Lessons on marriage from Malachi 2:13-17
Overview:
Heed a new perspective to keep that first love.
A new companionship to become better friends.
A new commitment to the end — ask how can I make this thing work, not how can I get out of it.
A new objective to raise Godly offspring.
A new attitude — her name is branded on my heart for life and I will look to my own heart to see what’s wrong.
“A faulty relationship with your partner is sure to mar your relationship with God, and a faulty relationship with your God is sure to mar your relationship with your partner.”
“We grow accustom to His grace. We grow accustom to her face.”
“You’re either building your relationship or burying it.”5 factors — from Malachi, under the Spirit of God — that can better your relationship and marriage
1. Treat your partner like you did when you were young. (Your perspective must change)
“The wife of your youth”.
Take initiative to treat your spouse like you did when you were young and pursuing your spouse.
We grow accustom to her face. We grow accustom to His grace.
2. Treat your partner as your companion — the one you are “glued” to. (Your relationship must change)
Learn how to give and take criticism and compliments in marriage.
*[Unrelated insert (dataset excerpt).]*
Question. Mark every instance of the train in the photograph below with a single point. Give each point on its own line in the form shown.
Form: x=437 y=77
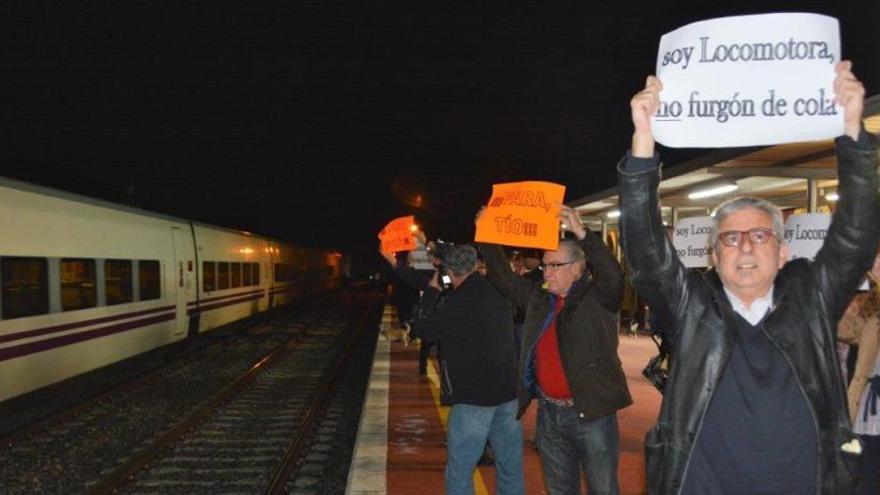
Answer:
x=87 y=283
Learn how to build the friendship factor in your marriage.
In the Old, and New Testament, the wife is always referred to as “the friend”. The other woman is always referred to as “the stranger.”
She’s the one you spend your most intimate moments with, and the one with whom you should be getting your best counsel and advice.
Three ways to develop your friendship in marriage
1. Mutual acceptance and respect of each other.
Accept them not as they ought to be, but as they actually are.
2. Assume total and unlimited liability for each other.
Instead of asking “what’s wrong with my partner?’, entertain the probable answer that “I am” what’s wrong.
3. Take initiative to actively bring sustenance into your marriage.
In your marriage, don’t be a thermometer. Be a thermostat. (Make the change)
3. Recognize that your commitment is permanent. It’s before God, not just man.
Love alone is not enough to keep a marriage together.
This was evident even before Abraham’s time. The marriage documents were signed by 8 men, 2 women, 2 scribes, and the king himself.
Sometimes the only thing that can keep a marriage together, for a period of time, is a contract.
Good marriages and poor ones have virtually the same set of problems. The difference is the commitment.
The good ones say, “We’re in it by covenant. How can we make this work?” The poor ones say, “How can I get out of this thing?”
4. Understand that the chief objective of marriage is to provide a Godly offspring. (Reference Malachi 2:15)
Your children should see that you love your partner well.
God said that it’s not good for man to be alone.
It is not solely a parent’s responsibility in raising up a Godly child, because the child plays a role in accepting the parent's guidance.
The child may cooperate with the process, or they may sabotage it.
“No child is a programmable computer…. God is not a celestial programmer.” This means that parents are not solely in control of how the child turns out.
Once you’ve done your best under God, commit them to God and get off the guilt wagon.
5. Check your own internal attitude. “Take heed to your spirit” (Reference verse 15 and 16)
You must assume that the primary problems in your marriage are your own problems. Don’t shift the blame to the other.
Chesterton: What’s wrong with the world? I am.
My own attitude has to change.
You must be faithful to your partner in your mind and thoughts. Don’t just be externally faithful.